The annual analysis of recorded music’s total earnings indicated that U.S. recorded music revenue grew by an impressive 13 percent, from $9.8 billion in 2018 to $11.1 billion in 2019. Significantly, 2019 was the fourth consecutive year to feature double-digit revenue growth.
Even more staggeringly, year-2019 streaming figures are eclipsing entire recorded industry totals from previous years, including as recently as 2017.
Other portions of the RIAA report suggest that the ongoing trend of industry development and bolstered profits will continue into the foreseeable future.
Here are some highlights of the annual review.
Unsurprisingly, Streaming Produced the Vast Majority of Recorded Music Revenue
2019’s streaming revenue jumped by nearly a fifth from 2018’s level, to 79.5 percent of all U.S. recorded music earnings. The figure includes streaming profits from each leading platform and accounts for both premium and paid versions.
Perhaps the most telling component of streaming’s contribution to music earnings is that 2019’s streaming market was larger than the entire recorded music market in 2017. With growth this substantial (and with streaming platforms reporting extremely solid subscriber numbers), it appears that streaming is set to comprise an even larger share of industry profits in the coming years.

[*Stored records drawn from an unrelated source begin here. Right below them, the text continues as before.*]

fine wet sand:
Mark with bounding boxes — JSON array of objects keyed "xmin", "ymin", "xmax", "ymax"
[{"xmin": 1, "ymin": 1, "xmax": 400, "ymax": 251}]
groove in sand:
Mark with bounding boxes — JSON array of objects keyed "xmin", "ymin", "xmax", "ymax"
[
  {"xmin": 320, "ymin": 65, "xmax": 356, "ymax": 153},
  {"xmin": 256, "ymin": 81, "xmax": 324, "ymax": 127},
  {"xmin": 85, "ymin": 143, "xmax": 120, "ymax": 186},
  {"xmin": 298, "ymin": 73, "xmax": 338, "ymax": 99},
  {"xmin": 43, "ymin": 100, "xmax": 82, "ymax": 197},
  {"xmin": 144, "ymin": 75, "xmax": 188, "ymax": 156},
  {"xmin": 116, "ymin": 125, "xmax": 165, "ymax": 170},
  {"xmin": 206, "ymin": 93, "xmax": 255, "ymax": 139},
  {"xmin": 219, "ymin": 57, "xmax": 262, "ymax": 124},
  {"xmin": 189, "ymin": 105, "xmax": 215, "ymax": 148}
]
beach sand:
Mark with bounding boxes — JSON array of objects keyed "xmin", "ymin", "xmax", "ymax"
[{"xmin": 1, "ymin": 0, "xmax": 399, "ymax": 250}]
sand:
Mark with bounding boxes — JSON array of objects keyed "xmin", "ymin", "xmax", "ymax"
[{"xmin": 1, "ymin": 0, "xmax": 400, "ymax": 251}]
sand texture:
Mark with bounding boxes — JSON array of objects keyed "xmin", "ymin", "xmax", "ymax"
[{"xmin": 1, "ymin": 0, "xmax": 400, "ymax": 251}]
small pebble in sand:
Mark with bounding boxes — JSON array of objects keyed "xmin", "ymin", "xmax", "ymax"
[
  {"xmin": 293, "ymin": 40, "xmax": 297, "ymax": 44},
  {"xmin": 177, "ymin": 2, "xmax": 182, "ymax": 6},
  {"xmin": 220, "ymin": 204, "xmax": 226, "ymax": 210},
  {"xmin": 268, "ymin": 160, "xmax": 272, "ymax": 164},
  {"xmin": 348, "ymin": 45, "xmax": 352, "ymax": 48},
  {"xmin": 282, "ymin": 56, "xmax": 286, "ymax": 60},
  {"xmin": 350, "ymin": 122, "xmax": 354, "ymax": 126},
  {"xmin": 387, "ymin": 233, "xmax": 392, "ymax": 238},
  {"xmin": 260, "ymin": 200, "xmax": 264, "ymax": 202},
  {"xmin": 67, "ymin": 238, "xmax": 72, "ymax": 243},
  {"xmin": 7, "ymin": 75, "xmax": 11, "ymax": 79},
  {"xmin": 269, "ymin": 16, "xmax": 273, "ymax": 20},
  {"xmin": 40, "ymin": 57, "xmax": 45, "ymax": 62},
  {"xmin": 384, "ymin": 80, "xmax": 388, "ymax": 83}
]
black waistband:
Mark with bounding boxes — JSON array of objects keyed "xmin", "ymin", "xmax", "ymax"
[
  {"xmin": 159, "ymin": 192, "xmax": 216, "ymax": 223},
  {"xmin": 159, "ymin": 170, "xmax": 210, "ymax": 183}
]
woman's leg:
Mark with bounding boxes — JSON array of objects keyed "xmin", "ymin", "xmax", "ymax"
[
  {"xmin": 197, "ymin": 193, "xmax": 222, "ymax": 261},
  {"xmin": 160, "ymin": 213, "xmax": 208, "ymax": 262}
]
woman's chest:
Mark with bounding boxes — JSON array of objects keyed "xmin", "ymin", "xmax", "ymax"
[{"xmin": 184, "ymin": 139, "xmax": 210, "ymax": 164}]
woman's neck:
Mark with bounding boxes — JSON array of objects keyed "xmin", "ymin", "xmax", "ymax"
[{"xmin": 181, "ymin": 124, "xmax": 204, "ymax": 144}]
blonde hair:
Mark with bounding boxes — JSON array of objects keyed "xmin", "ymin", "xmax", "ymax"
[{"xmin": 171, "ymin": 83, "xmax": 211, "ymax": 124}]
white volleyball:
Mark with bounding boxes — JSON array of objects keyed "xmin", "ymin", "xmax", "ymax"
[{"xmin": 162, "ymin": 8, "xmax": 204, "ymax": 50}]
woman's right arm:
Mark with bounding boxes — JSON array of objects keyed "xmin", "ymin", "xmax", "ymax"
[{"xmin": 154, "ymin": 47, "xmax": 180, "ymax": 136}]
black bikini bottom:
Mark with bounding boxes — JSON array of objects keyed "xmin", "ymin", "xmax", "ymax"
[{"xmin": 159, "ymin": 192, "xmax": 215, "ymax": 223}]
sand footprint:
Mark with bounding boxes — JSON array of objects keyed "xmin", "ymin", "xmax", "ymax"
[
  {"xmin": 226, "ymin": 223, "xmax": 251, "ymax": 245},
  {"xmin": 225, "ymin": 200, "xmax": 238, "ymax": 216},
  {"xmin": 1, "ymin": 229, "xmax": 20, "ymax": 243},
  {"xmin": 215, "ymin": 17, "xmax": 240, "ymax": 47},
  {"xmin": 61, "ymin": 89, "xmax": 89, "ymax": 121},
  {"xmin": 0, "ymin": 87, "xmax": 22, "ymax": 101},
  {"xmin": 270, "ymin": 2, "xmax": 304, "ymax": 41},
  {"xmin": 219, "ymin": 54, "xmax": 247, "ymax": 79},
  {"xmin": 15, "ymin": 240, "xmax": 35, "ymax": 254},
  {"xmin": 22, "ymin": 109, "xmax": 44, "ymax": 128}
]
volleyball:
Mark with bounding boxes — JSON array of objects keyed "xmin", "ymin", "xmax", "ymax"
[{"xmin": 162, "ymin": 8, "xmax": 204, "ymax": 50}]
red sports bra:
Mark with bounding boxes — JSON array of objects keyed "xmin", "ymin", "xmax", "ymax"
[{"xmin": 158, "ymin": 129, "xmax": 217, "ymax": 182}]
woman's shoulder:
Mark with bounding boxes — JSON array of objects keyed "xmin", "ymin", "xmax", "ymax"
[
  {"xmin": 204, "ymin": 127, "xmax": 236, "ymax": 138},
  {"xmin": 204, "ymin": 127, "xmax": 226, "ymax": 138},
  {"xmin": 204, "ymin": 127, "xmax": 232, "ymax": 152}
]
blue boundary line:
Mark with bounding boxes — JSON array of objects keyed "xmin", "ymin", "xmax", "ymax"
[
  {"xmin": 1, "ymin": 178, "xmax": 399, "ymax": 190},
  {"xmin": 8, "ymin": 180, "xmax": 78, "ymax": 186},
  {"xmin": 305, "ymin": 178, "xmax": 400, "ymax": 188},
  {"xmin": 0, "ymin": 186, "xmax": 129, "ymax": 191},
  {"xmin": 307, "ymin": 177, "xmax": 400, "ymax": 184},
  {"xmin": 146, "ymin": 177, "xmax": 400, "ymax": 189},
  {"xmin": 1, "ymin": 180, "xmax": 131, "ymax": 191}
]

Physical sales accounted for 10 percent of 2019’s recorded music revenue, while digital downloads came in at eight percent, and the quickly growing sync sphere delivered two percent.
Also worth noting is that paid streaming services brought vastly larger profits than both ad-supported on-demand music and digital radio services. At $6.8 billion, paid streaming revenue was 25 percent greater than in 2018 and accounted for 77 percent of all 2019 streaming earnings; digital radio came in second, streaming-wise, and ad-supported on-demand audio and video media followed in a close third place.
Lastly, enhanced streaming earnings were naturally accompanied by a major boost in the total number of paid subscribers. 60.4 million Americans paid for music streaming in 2019, up approximately 29 percent from 49.6 million in 2018.
In 2015, less than 11 million Americans subscribed to premium music services, and though the figure has grown tremendously each year, the 29 percent hike from 2018 to 2019 was the single largest year-over-year increase yet in terms of absolute subscriber gains.
Fast-Paced Streaming Growth Lessened Digital Downloads
2019’s total digital downloads dipped from 2018’s level, presumably because of the well-documented rise of paid streaming services. As streaming figures have increased each year since 2015, digital downloads have fallen each year since 2015.
However, music fans still spent nearly $900 million to own digital versions of their favorite songs in 2019. Incidentally, 2019 was the first year since 2006 to see digital-download earnings fall below one billion dollars.
Download revenue was essentially split between single-track and full-album purchases; ringtones and other download purchases comprised a very minor portion of 2019 earnings.
Finally, digital and customized radio revenue fell four percent from 2018, to $1.16 billion.
With Vinyl Still Growing, Physical Revenue Held Strong
In 2019, earnings from physical music and related products essentially stayed the same as in 2018, decreasing by .6 percent overall.
Notably, though, CD revenue declined by 12 percent from 2018, to $615 million; vinyl revenue increased by 19 percent, to $504 million, and continued the 14-year growth trend. Moreover, 2019’s total represents the largest amount earned by vinyl since 1988.
It seems likely that vinyl will grow and CDs will falter in 2020 and beyond, though their relative performances are uncertain and will determine the trajectory of music’s physical earnings.